If you employ managers and supervisors they will almost certainly require a degree of ongoing training. They must understand what is expected of them in regards to health and safety and how to deliver it effectively to the rest of the work-force. Managers and supervisors must understand the health and safety policy, what there role is within it, and how health and safety is to be managed. They perhaps also require training in unique hazards of your business and how to control any risks associated with these processes.

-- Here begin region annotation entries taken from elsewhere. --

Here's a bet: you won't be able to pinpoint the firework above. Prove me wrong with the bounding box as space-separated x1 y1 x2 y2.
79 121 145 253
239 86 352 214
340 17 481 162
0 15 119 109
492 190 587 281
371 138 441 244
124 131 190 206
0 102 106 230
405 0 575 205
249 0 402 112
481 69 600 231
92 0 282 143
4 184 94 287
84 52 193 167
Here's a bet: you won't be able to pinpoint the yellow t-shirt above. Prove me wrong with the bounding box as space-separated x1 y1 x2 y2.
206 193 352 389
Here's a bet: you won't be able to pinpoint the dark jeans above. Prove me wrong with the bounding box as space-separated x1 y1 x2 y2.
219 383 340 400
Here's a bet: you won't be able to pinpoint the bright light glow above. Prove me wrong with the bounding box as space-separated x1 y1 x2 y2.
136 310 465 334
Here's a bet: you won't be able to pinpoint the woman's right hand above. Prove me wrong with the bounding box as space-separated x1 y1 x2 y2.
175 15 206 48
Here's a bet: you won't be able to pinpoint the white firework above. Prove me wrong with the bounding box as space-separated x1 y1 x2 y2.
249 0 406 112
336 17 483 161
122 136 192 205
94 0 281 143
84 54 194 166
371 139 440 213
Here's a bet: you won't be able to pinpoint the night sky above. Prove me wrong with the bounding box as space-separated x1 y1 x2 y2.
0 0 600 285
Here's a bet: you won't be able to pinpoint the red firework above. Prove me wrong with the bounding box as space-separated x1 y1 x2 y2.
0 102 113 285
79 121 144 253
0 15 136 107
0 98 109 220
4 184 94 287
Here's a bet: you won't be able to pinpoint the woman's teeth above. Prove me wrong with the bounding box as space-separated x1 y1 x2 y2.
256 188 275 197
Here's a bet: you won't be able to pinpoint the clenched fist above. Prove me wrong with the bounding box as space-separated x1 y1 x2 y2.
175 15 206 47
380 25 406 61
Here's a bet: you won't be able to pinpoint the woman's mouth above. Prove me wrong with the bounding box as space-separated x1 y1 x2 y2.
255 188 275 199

Employees require training also. Every individual who works for you, including self-employed workers, need to know how to operate safely and without any risks to their or others health. In the same way as supervisors, they must know about the health and safety policy, all arrangements for implementing it, and the role that they play. In addition, they should also be aware of how to raise any health and safety concerns with you. You should always take into account the capabilities, training, knowledge and experience of employees and ensure that the applications of the work do not go beyond their capability to accomplish their job without risk to themselves and others.

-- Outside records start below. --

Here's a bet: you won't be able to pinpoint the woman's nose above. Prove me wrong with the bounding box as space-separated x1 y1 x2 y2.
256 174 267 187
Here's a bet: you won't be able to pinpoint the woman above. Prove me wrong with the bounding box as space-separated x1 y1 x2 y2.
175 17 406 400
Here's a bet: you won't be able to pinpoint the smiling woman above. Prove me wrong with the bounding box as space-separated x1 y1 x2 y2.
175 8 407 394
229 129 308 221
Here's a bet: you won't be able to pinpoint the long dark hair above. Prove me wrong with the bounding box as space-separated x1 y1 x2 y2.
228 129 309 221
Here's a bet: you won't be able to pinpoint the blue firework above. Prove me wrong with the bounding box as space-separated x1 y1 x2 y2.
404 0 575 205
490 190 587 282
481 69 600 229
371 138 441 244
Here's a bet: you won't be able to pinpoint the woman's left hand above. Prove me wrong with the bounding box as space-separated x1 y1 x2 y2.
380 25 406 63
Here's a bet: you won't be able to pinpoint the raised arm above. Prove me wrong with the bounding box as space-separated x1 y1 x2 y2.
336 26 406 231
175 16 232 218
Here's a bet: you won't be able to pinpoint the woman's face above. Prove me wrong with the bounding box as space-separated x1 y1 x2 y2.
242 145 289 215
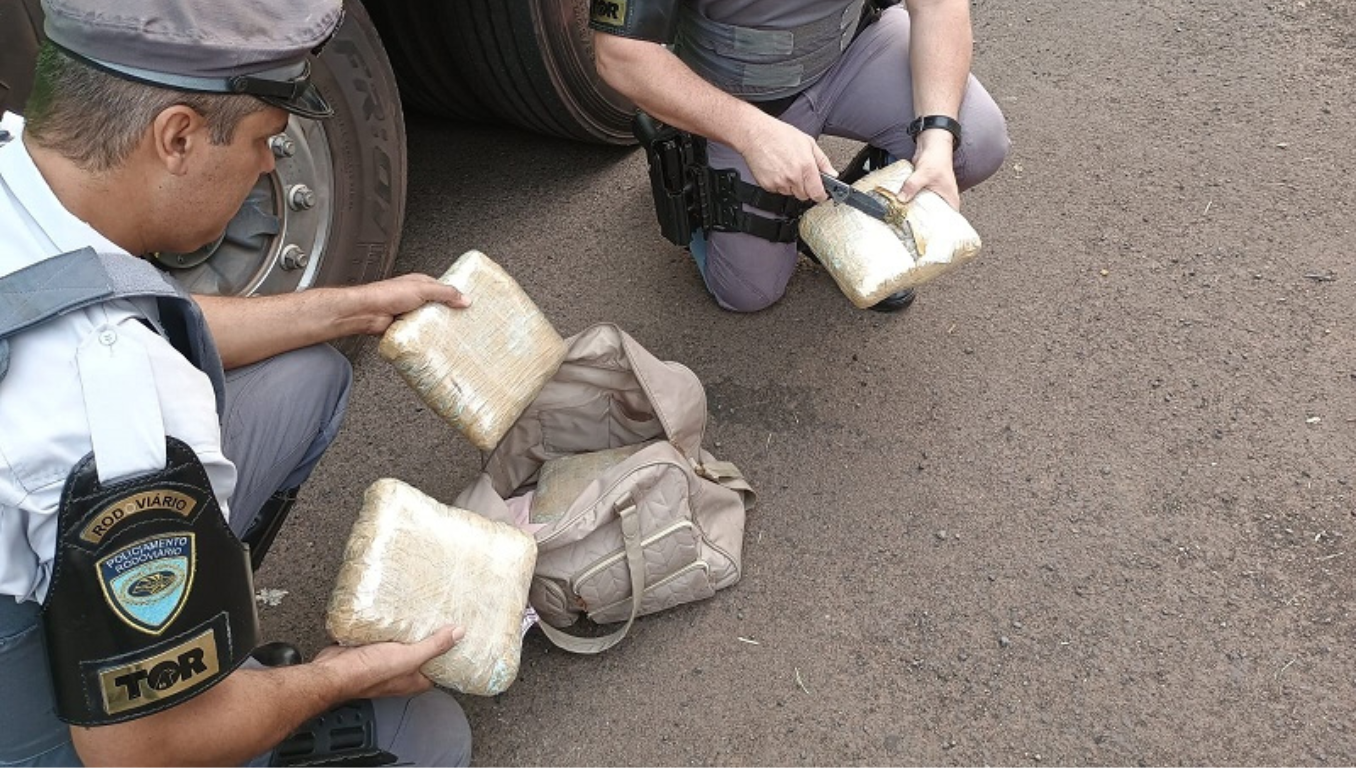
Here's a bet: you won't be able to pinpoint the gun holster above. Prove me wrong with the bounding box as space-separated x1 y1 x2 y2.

Some workers may have specific training requirements, for example new recruits need induction training to demonstrate how to work safely, including first aid arrangements and information on fire drills and evacuation. Also, people who are changing job roles or taking on extra responsibilities have to be aware of all recent changes to health and safety and the their implications.

Young workers too are nearly always vulnerable to incidents and often need special attention paying to their needs. Therefore, young employees’ training must be a priority. It is also very important that new, inexperienced or young employees are competently supervised.

Often employee’s skills could be updated by way of refresher training if this is available from your training provider.
The company risk assessment should pick up on any additional particular training requirements. For example, safe working practices when working at height from cherry pickers and scissor lifts will be explained in detail on the IPAF Training course.